These developer notes assume almost no knowledge. The goal is to learn everything required to write a bare metal operating system for the STM32 by playing and experimentation, diving deeper each iteration and trying to accomplish progressively more difficult tasks.
Ripping, restoring, and decompiling the factory operating system.
In this tutorial we’re going to review the memory layout of the STM32F103.
We’ll use this information and our tools to copy both the factory bootloader
and factory operating system to our development computer. We’ll finish
by opening both the bootloader and operating system in Ghidra, and
writing some early observations about how they work.
Development techniques.
We will cover three techniques to reverse engineer a running chip using GDB.
First, we will learn how to examine the state of all the incoming and outgoing wires in the chip (GPIO).
Then, we will practice selectively turning off device peripherals to see what happens.
Finally, we will introduce function prototyping. Using GDB, we can reset the device and establish the minimal routine that is necessary
to accomplish some objective, for example, make a pad change a color, or write a character to the LCD screen.

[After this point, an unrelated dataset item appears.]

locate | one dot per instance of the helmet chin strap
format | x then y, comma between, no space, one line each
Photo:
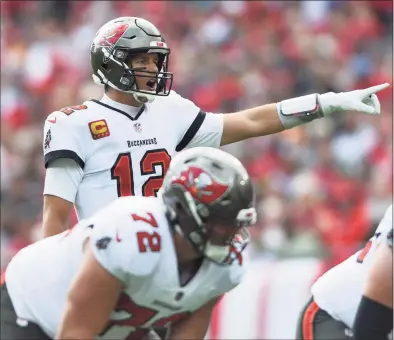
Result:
143,97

As the STM32F103 has a memory mapped peripheral, most operating system stuff boils down to reading from an address, writing to that address,
and looping. We can prototype in GDB first, and then translate the minimal routine almost line for line to C and build on it.
Learn About the Display
The LCD Display on the MPK249 is a Winstar model number
WH2004a.
Write a USB driver the hard way
USB is a really fast protocol. Unlike driving the LCD, USB messages transact too fast for us to be able to send or receive
specific messages in real time using GDB and stepping through the results. In this tutorial, we’re going to
write a USB driver the slow way. We’re going to learn about every single register that makes USB work, as well
as deep-dive into the protocol itself. We’ll master one transaction at a time, from device enumeration to sending midi back and forth
to the computer.
A note: this technique is excellent for learning, but creates barely-legible spaghetti code if you take it too seriously.
A USB driver is one of the areas where abstraction is really important. Once you learn the basics, you should do
your best to abstract away from them in your code so a reader can understand what is going on.
Sending notes to the computer
In this Tutorial, we’re going to understand how to send key press events to the connected computer.
Detect Pad, Fader and Knob Movements via the Analog to Digital Converter (ADC) and DMA
We’re going to dive in to both the DMA and the ADC in this tutorial.
Colors!
In this tutorial we’re going to figure out how to light up the pads and buttons, as well as read their current values, via the SPI.
Our research into the pad colors yields a meaningful improvement over the factory operating system: we can use timing
and animation to cycle the red, green, and blue LED cycles and achieve 1000s of distinct colors, where the factory default
only permits 17.
Compile-time testing in C-ish
Open Klave is written in C, but its target architecture is a piano, not the development computer. It can be difficult
creating data structures and abstractions for a different chip. You don’t know stuff works until you try to run it.
In this tutorial we review C-ish, which is my term for writing in C, except we also permit the constexpr keyword from C++17 on,
and we use a C++ compiler. By writing in C-ish, we can dramatically reduce the complexity of our operating system
by mostly sticking to C conventions. But the constexpr keyword will permit some compiler testing and sanity-checking
before anything is transmitted to the device.
We will finish by examining Open Klave’s “Global Event Stack,” and write some compile time tests. And we’ll
consider some caveat and limitations to this approach.